The second part of the lesson, the parable for us in this story is this: The redeemed heart is filled with worship and gratitude to Jesus Christ for His physical and spiritual gifts. If you're a Christian, the one leper in this story is a perfect parable of your redeemed heart – your faith in Jesus Christ as Savior and Lord has saved you, or more directly, Jesus Christ has saved you through your faith, and now your heart is filled with trust and gratitude and humility and praise and worship and love for Jesus Christ, just like this leper. This week, if that's you, then take time to express who you really are in Jesus Christ, take time to express your thanks to the Father and to the Son and to the Father through the Son – for what?

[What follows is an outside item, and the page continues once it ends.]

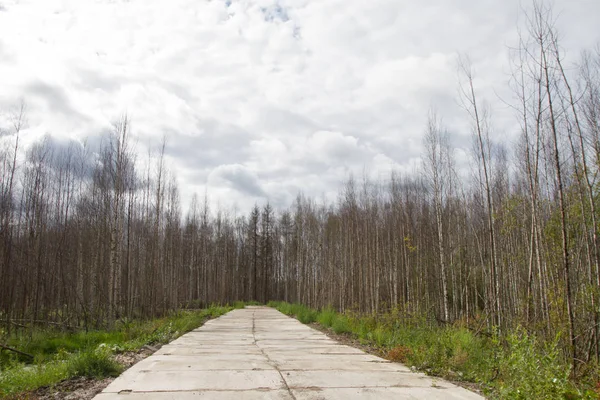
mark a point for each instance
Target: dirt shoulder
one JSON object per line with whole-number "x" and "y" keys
{"x": 81, "y": 388}
{"x": 347, "y": 339}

For all of the physical blessings you enjoy in this life, the general expressions of God's common grace that everyone on this planet enjoys, as well as the unique physical blessings that are yours. I love, as I said, the way Paul puts it in Acts 14:17 – here's a framework for your expression of physical thanksgiving: "He did good and gave you rains from heaven and fruitful seasons, satisfying your hearts with food and gladness." Everything good you enjoy in this life comes to you from God the Father, mediated to you through the Son, purchased at the cross for you. Secondly, if you're a Christian, not only give thanks for the physical blessings you enjoy, but all of the spiritual blessings you enjoy in Jesus Christ. If you want a framework for that, go to 1 Corinthians 1:30 – I love it, Paul writes this: "By God's doing, you are in Christ Jesus, who became to us" – here's how you can thank Jesus Christ – "He became to us wisdom from God, and righteousness and sanctification and redemption." Just spend some time thinking about each of those words, spend time expressing your gratitude for what Christ has done, that He has cleansed your soul from the disease of leprous sin, that you now know God – you've been reconciled to God the Father through the Son – that you have an assured eternity, that you've been forgiven, that the guilt of sin is gone, that you've been adopted by God into His family, that you have an eternal future filled with joy that will never be done away with. That's the parable of a thankful heart – may God produce that in us, and we have the opportunity now to express our gratitude in the way He gave us, through the Lord's Table.